O sincretismo da saga
JOSÉ GERALDO COUTO
da Equipe de Articulistas
Haverá quem atribua o sucesso da série "Guerra nas Estrelas"
à esmagadora campanha de
marketing, haverá quem o explique pelo fascínio dos efeitos
especiais, ou pela eficácia dos
arquétipos da história (a chamada "jornada do herói").
Tudo isso é verdade, mas talvez haja outro fator, igualmente
poderoso, mais evidente no novo episódio: o radical sincretismo religioso, histórico, político,
étnico e tecnológico do mundo
criado por George Lucas.
A sem-cerimônia com que
"Guerra nas Estrelas" mistura
traços de distintas culturas e
épocas históricas -e que o torna uma obra pós-moderna por
excelência- não é apenas um
elemento decorativo da saga,
mas um de seus vetores principais, senão o principal.
Não por acaso, a figura mais
forte desse universo é o guerreiro jedi, espécie de samurai treinado em artes marciais e armado com um sabre de laser. Passado e futuro numa só imagem.

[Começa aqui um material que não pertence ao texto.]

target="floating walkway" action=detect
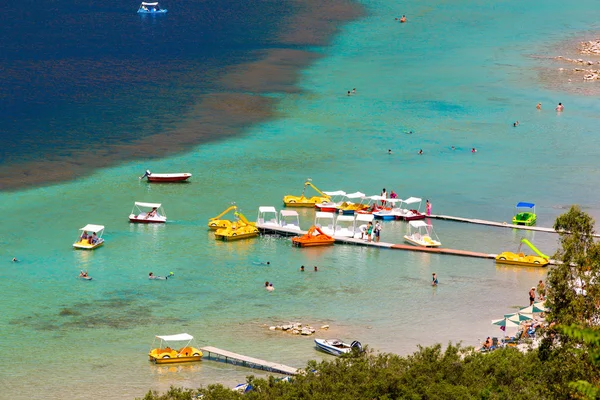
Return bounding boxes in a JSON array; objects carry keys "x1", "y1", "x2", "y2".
[
  {"x1": 200, "y1": 346, "x2": 298, "y2": 375},
  {"x1": 256, "y1": 224, "x2": 496, "y2": 259},
  {"x1": 427, "y1": 215, "x2": 600, "y2": 238}
]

Não por acaso também, essa
história se desenvolve num tempo indeterminado, que tanto
pode ser o futuro como o passado (embora o primeiro "Star
Wars" começasse com a frase
"Há muito tempo, numa galáxia
distante..."). Pós-modernamente, tudo se passa num tempo que
é a soma de todos os tempos.
Em "A Ameaça Fantasma", a
operação misturadora chega ao
paroxismo: épocas históricas,
paisagens, povos, estágios tecnológicos, tudo se justapõe no
mesmo espaço ficcional.
Do porão de um palácio renascentista saem naves supersônicas de combate, numa aldeia do
deserto desfilam andróides e
prodígios de realidade virtual.
Em termos políticos, a salada é
total: há uma República, mas há
também uma rainha, um Senado, uma Federação, um chanceler -e em breve, sabemos, também um Império. É duvidoso
que uma criança entenda essa
confusão, a menos que recorra à
parafernália de livros, gibis, sites
e álbuns da saga.
Um dos sincretismos mais curiosos é o religioso. Há, por um
lado, a vertente judaico-cristã,
representada pelo garoto Anakin Skywalker, concebido sem
pecado no deserto e visto como
"O Predestinado". E há o misticismo mais vago da Força, de tonalidade marcadamente oriental, sobretudo no tocante à educação espiritual e física dos
guerreiros jedi.
Mas a condensação de diferenças não se limita a essa espécie
de multiculturalismo delirante:
abarca a própria constituição
dos seres.
Em "Guerra nas Estrelas" assistimos a todas as simbioses
possíveis entre homem e bicho
(ou alienígena), bicho e máquina, máquina e homem.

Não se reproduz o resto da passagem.